Screws and nails both cause problems plus they need to be finished. Foam adhesive for the field is the best way to go.


----------



## raven

use lots of glue and very few screws in the field on walls. four on atwelve footer aset of two every four foot . when glue sets up in a couple of days take screws out of field then you won,t have any pops.


----------



## moore

raven said:


> use lots of glue and very few screws in the field on walls. four on atwelve footer aset of two every four foot . when glue sets up in a couple of days take screws out of field then you won,t have any pops.


i do the same. i cross my fingers on the ceilings.


----------



## nickcruz

nickcruz said:


> I would say you hired the wrong guy for the job that is a easy one.

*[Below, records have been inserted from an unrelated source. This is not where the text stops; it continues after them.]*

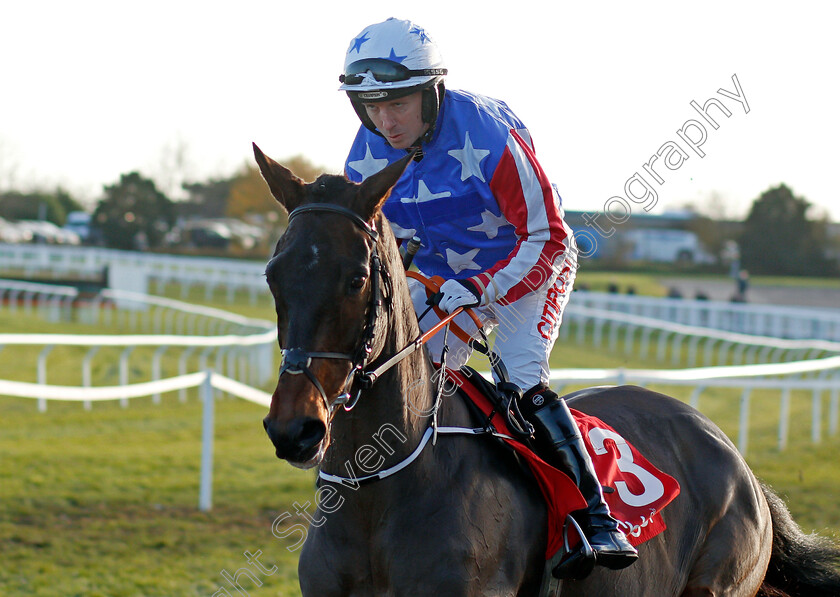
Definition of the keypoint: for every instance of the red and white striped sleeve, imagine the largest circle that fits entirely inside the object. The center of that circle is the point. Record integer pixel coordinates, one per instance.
(527, 200)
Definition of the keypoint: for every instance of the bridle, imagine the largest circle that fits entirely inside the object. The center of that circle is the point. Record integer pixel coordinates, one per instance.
(297, 360)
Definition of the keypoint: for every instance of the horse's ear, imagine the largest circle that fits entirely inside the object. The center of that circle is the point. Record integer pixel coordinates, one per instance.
(374, 191)
(287, 188)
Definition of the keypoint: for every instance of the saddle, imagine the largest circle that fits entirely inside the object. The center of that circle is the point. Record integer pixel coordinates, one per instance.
(635, 490)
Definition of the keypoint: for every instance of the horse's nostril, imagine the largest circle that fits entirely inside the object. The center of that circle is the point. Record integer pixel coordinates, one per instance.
(298, 439)
(311, 433)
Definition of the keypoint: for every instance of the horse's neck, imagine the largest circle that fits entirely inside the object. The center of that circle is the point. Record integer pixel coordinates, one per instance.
(394, 414)
(391, 417)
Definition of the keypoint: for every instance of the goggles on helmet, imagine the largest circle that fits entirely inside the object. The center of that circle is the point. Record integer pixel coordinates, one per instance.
(384, 71)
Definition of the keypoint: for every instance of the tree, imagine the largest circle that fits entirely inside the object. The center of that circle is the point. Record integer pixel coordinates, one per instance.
(133, 214)
(250, 195)
(778, 237)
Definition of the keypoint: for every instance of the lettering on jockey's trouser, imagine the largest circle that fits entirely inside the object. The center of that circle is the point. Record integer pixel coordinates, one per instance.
(552, 308)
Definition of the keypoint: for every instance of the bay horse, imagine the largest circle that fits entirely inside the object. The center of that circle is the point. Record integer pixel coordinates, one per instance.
(465, 518)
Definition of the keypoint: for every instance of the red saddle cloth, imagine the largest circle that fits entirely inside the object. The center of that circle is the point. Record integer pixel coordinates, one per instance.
(640, 493)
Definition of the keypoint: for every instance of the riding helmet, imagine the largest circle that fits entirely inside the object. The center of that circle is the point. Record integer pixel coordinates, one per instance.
(390, 60)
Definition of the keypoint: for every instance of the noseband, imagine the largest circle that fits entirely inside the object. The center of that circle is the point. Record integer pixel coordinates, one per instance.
(298, 360)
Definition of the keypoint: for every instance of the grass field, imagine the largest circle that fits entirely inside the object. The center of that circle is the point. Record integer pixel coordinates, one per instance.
(104, 502)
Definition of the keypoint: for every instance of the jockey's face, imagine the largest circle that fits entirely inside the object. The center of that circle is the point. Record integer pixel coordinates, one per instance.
(400, 121)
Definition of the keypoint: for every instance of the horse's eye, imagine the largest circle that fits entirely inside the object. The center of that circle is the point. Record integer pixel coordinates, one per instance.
(358, 282)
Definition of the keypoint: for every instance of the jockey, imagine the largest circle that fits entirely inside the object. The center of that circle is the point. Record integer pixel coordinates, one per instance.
(490, 224)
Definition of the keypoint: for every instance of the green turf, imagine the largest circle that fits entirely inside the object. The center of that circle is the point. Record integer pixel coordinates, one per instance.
(104, 502)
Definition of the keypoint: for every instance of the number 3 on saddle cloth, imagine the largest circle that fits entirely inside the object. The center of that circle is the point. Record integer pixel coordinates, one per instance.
(640, 492)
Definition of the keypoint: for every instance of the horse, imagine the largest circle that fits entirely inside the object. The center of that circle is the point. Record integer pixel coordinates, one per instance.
(459, 515)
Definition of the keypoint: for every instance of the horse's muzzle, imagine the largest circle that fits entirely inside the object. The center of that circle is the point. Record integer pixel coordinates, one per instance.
(299, 441)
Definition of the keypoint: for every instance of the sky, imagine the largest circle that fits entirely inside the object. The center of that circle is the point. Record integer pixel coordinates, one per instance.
(179, 89)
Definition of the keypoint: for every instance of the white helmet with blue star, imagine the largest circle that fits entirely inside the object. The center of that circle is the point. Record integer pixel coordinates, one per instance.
(388, 56)
(389, 60)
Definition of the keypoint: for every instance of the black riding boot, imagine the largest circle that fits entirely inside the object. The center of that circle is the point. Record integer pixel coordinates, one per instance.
(559, 443)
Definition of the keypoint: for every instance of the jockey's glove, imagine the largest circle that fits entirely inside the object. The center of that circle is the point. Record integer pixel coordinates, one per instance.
(458, 293)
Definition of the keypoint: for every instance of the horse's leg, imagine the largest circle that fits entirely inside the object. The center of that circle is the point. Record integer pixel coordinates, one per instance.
(736, 551)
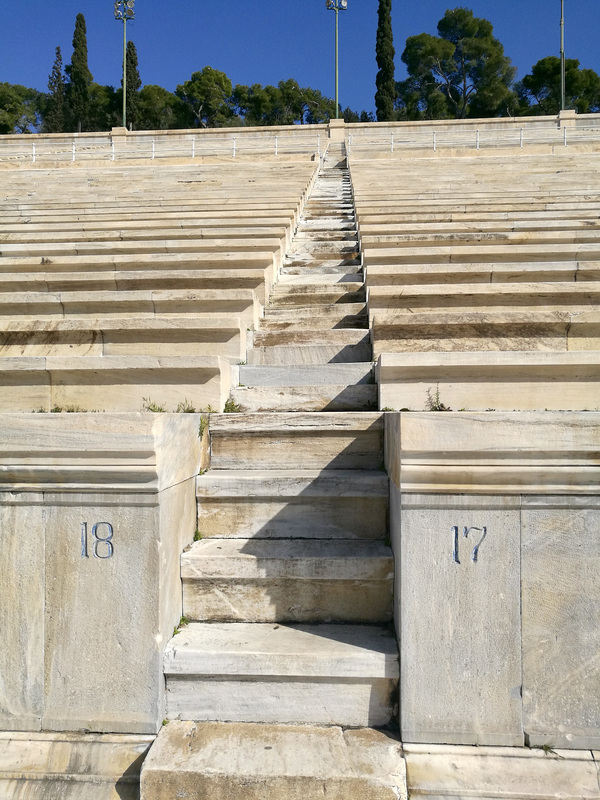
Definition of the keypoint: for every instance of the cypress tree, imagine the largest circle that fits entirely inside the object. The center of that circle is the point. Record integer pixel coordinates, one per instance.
(54, 119)
(384, 51)
(80, 78)
(134, 83)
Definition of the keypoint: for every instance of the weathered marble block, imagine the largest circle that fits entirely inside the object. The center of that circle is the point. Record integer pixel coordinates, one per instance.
(560, 565)
(460, 621)
(94, 513)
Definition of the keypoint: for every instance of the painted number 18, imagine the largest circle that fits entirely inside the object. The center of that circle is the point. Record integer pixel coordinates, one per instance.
(102, 545)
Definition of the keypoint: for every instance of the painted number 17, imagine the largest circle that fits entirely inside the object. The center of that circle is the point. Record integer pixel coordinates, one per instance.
(465, 534)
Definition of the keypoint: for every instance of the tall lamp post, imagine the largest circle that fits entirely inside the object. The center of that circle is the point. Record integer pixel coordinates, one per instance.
(562, 55)
(124, 11)
(337, 6)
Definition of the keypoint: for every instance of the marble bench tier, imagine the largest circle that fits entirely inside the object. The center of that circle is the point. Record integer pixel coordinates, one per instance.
(156, 336)
(302, 674)
(319, 440)
(293, 503)
(113, 383)
(240, 303)
(486, 272)
(386, 301)
(490, 380)
(442, 331)
(94, 280)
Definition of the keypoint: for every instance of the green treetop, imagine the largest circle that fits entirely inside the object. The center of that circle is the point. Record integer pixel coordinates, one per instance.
(461, 73)
(384, 52)
(541, 88)
(134, 82)
(80, 78)
(54, 117)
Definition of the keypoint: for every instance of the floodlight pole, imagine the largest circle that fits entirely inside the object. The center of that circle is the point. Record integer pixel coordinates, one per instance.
(562, 56)
(337, 6)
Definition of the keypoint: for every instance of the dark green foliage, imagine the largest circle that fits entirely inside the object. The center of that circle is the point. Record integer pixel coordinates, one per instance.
(80, 79)
(160, 110)
(20, 108)
(134, 83)
(460, 73)
(55, 111)
(105, 108)
(206, 96)
(540, 90)
(384, 52)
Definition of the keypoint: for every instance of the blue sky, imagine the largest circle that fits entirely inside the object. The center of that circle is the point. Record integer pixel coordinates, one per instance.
(265, 41)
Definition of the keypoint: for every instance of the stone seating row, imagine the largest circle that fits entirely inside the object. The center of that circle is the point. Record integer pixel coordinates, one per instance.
(124, 336)
(483, 282)
(103, 313)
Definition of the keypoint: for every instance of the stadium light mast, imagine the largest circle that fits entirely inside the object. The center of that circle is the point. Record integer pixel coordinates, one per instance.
(337, 6)
(124, 11)
(562, 56)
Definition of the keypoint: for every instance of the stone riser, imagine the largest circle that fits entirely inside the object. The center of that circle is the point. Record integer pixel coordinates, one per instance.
(265, 518)
(290, 601)
(323, 268)
(307, 375)
(319, 441)
(278, 701)
(288, 297)
(247, 580)
(311, 354)
(244, 762)
(298, 398)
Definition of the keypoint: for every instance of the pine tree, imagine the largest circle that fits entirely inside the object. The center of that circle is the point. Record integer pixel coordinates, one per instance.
(54, 118)
(80, 78)
(134, 82)
(384, 51)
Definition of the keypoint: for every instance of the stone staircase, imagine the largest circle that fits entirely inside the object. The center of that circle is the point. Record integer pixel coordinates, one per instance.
(311, 351)
(287, 595)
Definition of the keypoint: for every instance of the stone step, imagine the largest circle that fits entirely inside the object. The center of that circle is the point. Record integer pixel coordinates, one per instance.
(113, 383)
(302, 674)
(302, 294)
(306, 347)
(227, 761)
(292, 503)
(320, 224)
(306, 268)
(320, 234)
(342, 315)
(323, 250)
(330, 397)
(317, 440)
(158, 336)
(298, 580)
(306, 374)
(319, 279)
(71, 766)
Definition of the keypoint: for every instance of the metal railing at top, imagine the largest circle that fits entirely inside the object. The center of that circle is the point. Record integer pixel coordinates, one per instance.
(478, 139)
(121, 148)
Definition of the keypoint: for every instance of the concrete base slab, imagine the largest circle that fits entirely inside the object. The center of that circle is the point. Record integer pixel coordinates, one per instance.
(441, 772)
(282, 674)
(216, 761)
(71, 766)
(287, 581)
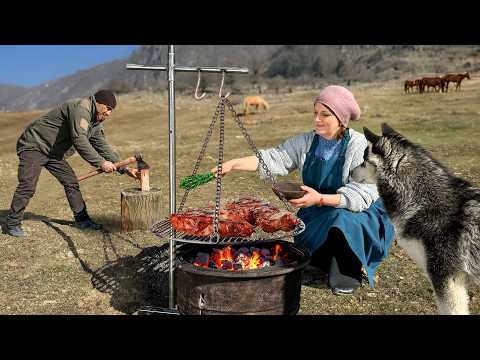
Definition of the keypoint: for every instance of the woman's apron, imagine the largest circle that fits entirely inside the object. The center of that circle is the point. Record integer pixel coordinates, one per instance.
(369, 233)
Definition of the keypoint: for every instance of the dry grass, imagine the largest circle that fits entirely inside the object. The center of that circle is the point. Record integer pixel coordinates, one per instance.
(56, 268)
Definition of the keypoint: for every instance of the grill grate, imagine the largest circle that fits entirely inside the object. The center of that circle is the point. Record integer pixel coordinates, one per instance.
(163, 230)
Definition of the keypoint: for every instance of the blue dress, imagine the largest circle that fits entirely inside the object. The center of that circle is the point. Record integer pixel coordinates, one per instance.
(369, 233)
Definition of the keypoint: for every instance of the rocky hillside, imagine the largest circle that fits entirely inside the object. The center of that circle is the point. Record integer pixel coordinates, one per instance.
(272, 67)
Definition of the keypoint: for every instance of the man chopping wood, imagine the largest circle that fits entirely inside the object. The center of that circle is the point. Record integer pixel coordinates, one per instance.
(75, 125)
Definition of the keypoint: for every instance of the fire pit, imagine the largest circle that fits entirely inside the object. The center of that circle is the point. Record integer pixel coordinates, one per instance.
(234, 287)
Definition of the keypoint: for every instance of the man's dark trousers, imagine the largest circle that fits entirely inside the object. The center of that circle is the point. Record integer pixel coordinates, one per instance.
(29, 168)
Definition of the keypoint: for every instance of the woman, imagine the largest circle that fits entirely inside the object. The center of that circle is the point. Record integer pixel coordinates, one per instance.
(346, 223)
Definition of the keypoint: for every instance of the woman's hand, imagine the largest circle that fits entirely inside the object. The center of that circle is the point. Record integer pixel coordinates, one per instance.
(226, 167)
(311, 198)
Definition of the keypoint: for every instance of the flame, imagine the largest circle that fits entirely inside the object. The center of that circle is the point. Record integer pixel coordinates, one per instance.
(276, 251)
(219, 256)
(243, 259)
(256, 260)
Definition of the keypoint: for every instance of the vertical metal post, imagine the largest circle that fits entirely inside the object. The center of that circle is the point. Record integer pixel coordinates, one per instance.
(172, 163)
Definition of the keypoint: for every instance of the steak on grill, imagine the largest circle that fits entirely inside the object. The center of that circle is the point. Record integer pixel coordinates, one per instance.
(237, 219)
(199, 222)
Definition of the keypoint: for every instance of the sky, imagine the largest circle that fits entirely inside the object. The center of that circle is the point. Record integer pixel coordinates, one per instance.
(32, 65)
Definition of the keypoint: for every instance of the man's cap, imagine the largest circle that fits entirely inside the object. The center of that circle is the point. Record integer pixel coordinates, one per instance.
(106, 97)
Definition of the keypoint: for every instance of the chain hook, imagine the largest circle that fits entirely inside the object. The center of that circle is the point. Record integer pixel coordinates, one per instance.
(196, 89)
(221, 86)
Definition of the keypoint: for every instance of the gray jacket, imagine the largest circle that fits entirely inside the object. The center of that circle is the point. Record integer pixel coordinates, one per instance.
(291, 155)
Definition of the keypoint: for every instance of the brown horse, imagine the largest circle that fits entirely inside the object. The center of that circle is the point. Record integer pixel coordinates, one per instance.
(431, 82)
(457, 79)
(255, 101)
(418, 84)
(409, 84)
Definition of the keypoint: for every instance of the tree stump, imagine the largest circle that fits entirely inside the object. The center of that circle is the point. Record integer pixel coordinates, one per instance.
(140, 209)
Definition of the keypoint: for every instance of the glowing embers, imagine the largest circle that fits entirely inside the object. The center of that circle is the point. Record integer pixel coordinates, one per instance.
(244, 258)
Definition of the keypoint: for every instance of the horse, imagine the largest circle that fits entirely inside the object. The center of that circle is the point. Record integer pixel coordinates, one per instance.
(457, 79)
(435, 82)
(409, 84)
(256, 101)
(418, 84)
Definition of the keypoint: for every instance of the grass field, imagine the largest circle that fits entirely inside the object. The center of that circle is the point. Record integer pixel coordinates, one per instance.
(56, 268)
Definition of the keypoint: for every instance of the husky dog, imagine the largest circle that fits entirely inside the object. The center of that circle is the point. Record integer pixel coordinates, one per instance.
(436, 214)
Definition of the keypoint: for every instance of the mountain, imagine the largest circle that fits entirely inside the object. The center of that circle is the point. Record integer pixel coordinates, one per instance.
(8, 93)
(270, 67)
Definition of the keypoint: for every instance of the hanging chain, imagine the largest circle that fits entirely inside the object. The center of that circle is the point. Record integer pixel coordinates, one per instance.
(220, 110)
(219, 169)
(202, 153)
(257, 154)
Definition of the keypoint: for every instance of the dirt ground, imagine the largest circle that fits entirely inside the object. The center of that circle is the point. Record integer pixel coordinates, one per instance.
(59, 269)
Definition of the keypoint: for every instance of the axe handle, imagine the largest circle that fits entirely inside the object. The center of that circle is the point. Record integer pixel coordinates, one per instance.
(99, 171)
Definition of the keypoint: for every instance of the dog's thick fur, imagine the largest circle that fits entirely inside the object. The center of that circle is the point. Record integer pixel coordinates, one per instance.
(436, 214)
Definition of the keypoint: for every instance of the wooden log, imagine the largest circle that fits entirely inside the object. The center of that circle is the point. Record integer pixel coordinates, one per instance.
(140, 209)
(145, 179)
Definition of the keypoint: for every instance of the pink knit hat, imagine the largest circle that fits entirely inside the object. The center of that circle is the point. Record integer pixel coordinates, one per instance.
(341, 102)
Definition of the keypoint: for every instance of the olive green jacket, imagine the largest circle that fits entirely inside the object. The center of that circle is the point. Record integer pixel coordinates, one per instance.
(69, 127)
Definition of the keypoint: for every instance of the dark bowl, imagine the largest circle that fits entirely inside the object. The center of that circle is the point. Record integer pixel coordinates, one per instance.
(289, 189)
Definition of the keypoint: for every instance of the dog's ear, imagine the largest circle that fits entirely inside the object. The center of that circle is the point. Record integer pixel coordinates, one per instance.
(371, 136)
(387, 130)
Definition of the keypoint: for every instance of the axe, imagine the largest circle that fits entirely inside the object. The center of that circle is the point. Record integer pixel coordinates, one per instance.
(137, 158)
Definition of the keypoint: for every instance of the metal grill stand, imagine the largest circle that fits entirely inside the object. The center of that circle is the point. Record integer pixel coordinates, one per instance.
(172, 68)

 We here in Edmonton Alberta have to build in cold weather like today it is -30 below zero,that being said the wood will bend in ways you can't believe.This will cause cracks to develope,beads to seperate from wall,and low and behold even screws will pop. The trusses they use for the roof warp right off the cap plate at times,up to a half of a inch"thus the drywall backing nailed to the capplate is lower then the truss causeing more problems for the tapers 3 ways.It takes alot of extra work and understanding of the matierial to get a (near perfect) job,but like I say to everyone,There is no bad or complicated job, just bad pay. Backed out screws or nails tho? I suposse after some time everything comes down...eventually.You ain,t blinging if you ain,t slinging.


----------